Faten (aged around 10) committed the crime of briefly stepping out over the threshold, while cleaning. Women and girls are not allowed to leave their houses alone. The Hisbah’s female al-Khansa brigade in Mosul made Faten’s mother choose who will receive punishment of being bitten – her or her daughter.
Thinking the bite would be a simple bite with teeth on the hand, the mother decided the daughter should receive the punishment.
But the ISIS women produced a hideous metal biting device, with poison on the teeth. The device tore Faten’s flesh in various places.
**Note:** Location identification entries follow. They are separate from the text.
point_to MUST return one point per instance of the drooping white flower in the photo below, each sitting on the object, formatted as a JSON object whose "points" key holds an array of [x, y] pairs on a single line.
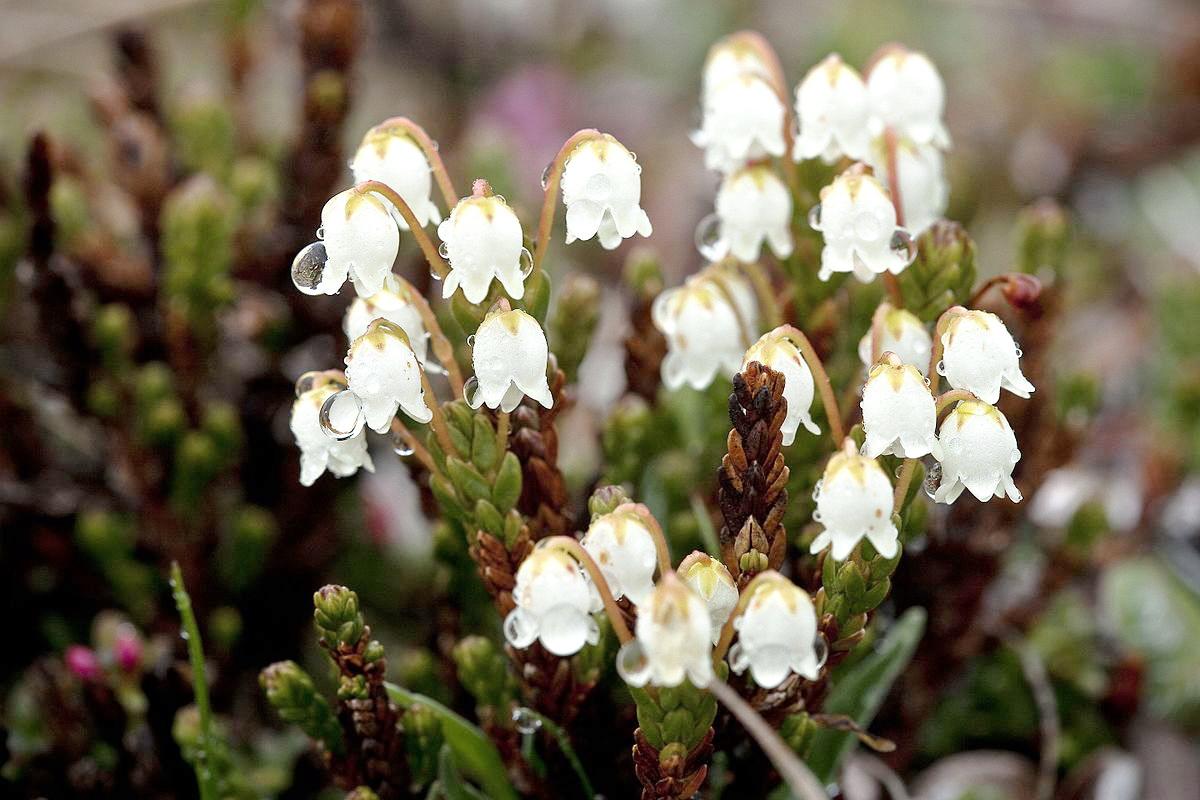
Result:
{"points": [[389, 155], [318, 450], [603, 192], [743, 121], [777, 350], [901, 332], [673, 638], [979, 355], [833, 110], [899, 411], [510, 356], [713, 583], [858, 223], [483, 241], [978, 453], [753, 206], [855, 503], [924, 191], [555, 601], [907, 96], [777, 633], [390, 302], [706, 324], [624, 549], [384, 372]]}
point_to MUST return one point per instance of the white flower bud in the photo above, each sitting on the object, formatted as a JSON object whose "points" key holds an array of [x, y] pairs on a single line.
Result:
{"points": [[318, 450], [855, 503], [383, 371], [833, 110], [899, 413], [979, 355], [779, 353], [904, 334], [907, 96], [555, 601], [624, 548], [706, 324], [978, 453], [743, 121], [713, 583], [390, 302], [753, 206], [858, 222], [777, 635], [603, 192], [673, 638], [389, 155], [483, 241], [510, 356]]}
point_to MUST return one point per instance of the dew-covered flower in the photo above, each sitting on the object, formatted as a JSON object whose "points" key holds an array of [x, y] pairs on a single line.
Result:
{"points": [[481, 240], [603, 193], [978, 453], [743, 121], [833, 110], [979, 355], [901, 332], [907, 96], [393, 304], [555, 601], [389, 155], [777, 633], [713, 583], [384, 372], [706, 324], [754, 206], [899, 411], [858, 223], [624, 548], [777, 350], [341, 456], [855, 503], [510, 356], [673, 638]]}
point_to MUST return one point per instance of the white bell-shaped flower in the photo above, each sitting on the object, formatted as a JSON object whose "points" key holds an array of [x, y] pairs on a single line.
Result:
{"points": [[777, 633], [390, 302], [858, 223], [899, 411], [924, 192], [623, 546], [481, 240], [603, 193], [384, 372], [743, 121], [510, 356], [777, 350], [673, 638], [901, 332], [753, 206], [713, 583], [360, 242], [979, 355], [706, 324], [319, 450], [978, 453], [389, 155], [907, 95], [833, 110], [555, 601], [855, 503]]}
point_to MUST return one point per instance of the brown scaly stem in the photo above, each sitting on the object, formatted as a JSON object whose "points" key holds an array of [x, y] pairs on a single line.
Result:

The poison didn’t have even time to do its job as Faten bled to death from the wounds.
Similar punishments were administered for infractions including but not limited to:
- Breastfeeding a child outside the house
- Not wearing black socks or black sleeves
- Lifting a full face veil
- Wearing high heels
- Wearing a jilbab (floor length robe) that isn’t black
- Wearing shoes that aren’t black
- Having a purse that isn’t black
- also shared the story of a woman who went to the market and lifted her veil slightly to check the merchandise (she couldn’t see it properly). She was immediately set upon by members of the Hisbah, who ordered her to sit on the ground while they lashed her 30 times on the spot.
No one in the market acted to help her, because they were afraid they would get the same treatment.
The woman made it back to her house, but died from her injuries a few hours later.
S. told Sputnik that she’s tried not to leave the house for two years. Every time she puts on the veil she feels dizzy and nauseous and her blood pressure goes up.
“I never felt like I was a human being. Why all of this black clothing?” she told Sputnik. “It’s like I’m getting into a bag and it’s closed on me so I can’t even breathe or enjoy the sun. When I go out in the car or visit my relatives, … I don’t dare to wear the kind [of transparent veil] that shows the eyes because the people of Al-Hisbah focus on the eyes and can estimate the age of the girl. If she’s young she is more likely to be targeted for abuse. For this reason, I prefer to cover myself totally.”